Program code embodied on a computer readable medium may be transmitted using any appropriate medium, including but not limited to wireless, wireline, optical fiber cable, RF, etc., or any suitable combination of the foregoing.

Computer program code for carrying out operations for aspects of the present invention may be written in any combination of one or more programming languages, including an object oriented programming language such as Java, Smalltalk, C++ or the like and conventional procedural programming languages, such as the “C” programming language or similar programming languages. The program code may execute entirely on the user's computer, partly on the user's computer, as a stand-alone software package, partly on the user's computer and partly on a remote computer or entirely on the remote computer or server. In the latter scenario, the remote computer may be connected to the user's computer through any type of network, including a local area network (LAN) or a wide area network (WAN), or the connection may be made to an external computer (for example, through the Internet using an Internet Service Provider).

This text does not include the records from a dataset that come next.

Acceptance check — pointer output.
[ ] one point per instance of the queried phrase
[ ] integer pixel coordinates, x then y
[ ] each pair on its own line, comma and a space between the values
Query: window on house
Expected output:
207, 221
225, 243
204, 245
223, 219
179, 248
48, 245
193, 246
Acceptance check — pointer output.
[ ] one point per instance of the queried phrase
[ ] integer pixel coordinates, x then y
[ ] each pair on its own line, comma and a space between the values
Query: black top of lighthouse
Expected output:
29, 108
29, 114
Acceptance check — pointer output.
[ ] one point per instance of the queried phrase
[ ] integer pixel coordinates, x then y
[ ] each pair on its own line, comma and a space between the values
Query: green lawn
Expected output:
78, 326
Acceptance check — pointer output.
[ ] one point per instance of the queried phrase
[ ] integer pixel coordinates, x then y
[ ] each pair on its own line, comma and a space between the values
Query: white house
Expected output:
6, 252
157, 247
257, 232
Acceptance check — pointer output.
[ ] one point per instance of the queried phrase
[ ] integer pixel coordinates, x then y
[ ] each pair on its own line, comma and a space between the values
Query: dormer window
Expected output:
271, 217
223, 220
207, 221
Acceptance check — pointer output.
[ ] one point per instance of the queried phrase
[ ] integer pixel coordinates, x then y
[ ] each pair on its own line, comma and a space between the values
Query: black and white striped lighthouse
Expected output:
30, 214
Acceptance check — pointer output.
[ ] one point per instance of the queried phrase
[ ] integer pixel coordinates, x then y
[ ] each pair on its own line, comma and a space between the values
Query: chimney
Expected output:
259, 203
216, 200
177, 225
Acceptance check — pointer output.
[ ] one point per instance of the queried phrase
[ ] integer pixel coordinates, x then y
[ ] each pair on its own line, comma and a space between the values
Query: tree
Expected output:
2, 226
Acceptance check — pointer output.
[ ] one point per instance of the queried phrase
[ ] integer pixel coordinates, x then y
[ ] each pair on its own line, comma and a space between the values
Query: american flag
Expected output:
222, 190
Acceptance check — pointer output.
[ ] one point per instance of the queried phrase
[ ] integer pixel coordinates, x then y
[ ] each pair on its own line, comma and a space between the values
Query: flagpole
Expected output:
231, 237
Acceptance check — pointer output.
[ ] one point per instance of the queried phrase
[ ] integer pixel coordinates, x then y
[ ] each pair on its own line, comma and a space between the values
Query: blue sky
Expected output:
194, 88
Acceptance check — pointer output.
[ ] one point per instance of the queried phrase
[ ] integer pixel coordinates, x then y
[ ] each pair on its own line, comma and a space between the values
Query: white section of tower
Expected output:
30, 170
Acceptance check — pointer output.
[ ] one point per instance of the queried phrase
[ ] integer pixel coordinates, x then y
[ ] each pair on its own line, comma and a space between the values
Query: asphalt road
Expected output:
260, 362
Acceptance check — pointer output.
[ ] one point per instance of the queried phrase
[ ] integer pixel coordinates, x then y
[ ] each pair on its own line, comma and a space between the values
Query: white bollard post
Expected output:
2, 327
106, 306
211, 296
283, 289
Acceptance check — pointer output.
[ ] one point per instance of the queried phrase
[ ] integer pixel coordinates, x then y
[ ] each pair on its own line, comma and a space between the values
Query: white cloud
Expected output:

Aspects of the present invention are described above with reference to flowchart illustrations and/or block diagrams of methods, apparatus (systems) and computer program products according to embodiments of the invention. It will be understood that each block of the flowchart illustrations and/or block diagrams, and combinations of blocks in the flowchart illustrations and/or block diagrams, can be implemented by computer program instructions. These computer program instructions may be provided to a processor of a general purpose computer, special purpose computer, or other programmable data processing apparatus to produce a machine, such that the instructions, which execute via the processor of the computer or other programmable data processing apparatus, create means for implementing the functions/acts specified in the flowchart and/or block diagram block or blocks.

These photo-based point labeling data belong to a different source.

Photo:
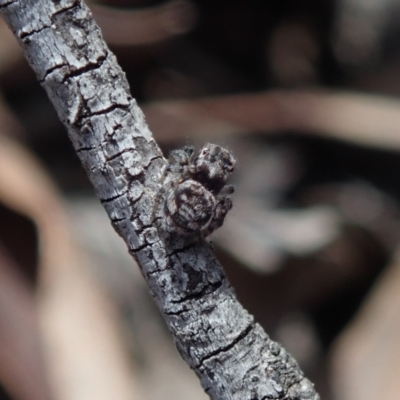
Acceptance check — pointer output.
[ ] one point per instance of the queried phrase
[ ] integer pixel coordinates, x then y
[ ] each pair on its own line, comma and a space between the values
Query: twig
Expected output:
231, 354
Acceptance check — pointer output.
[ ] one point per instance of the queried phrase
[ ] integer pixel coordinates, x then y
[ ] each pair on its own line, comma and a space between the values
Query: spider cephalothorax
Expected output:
195, 194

These computer program instructions may also be stored in a computer readable medium that can direct a computer, other programmable data processing apparatus, or other devices to function in a particular manner, such that the instructions stored in the computer readable medium produce an article of manufacture including instructions which implement the function/act specified in the flowchart and/or block diagram block or blocks.

The computer program instructions may also be loaded onto a computer, other programmable data processing apparatus, or other devices to cause a series of operational steps to be performed on the computer, other programmable apparatus or other devices to produce a computer implemented process such that the instructions which execute on the computer or other programmable apparatus provide processes for implementing the functions/acts specified in the flowchart and/or block diagram block or blocks.

The flowchart and block diagrams in the Figures illustrate the architecture, functionality, and operation of possible implementations of systems, methods, and computer program products according to various embodiments of the present invention. In this regard, each block in the flowchart or block diagrams may represent a module, segment, or portion of code, which comprises one or more executable instructions for implementing the specified logical function(s). It should also be noted that, in some alternative implementations, the functions noted in the block may occur out of the order noted in the figures. For example, two blocks shown in succession may, in fact, be executed substantially concurrently, or the blocks may sometimes be executed in the reverse order, depending upon the functionality involved. It will also be noted that each block of the block diagrams and/or flowchart illustration, and combinations of blocks in the block diagrams and/or flowchart illustration, can be implemented by special purpose hardware-based systems that perform the specified functions or acts, or combinations of special purpose hardware and computer instructions.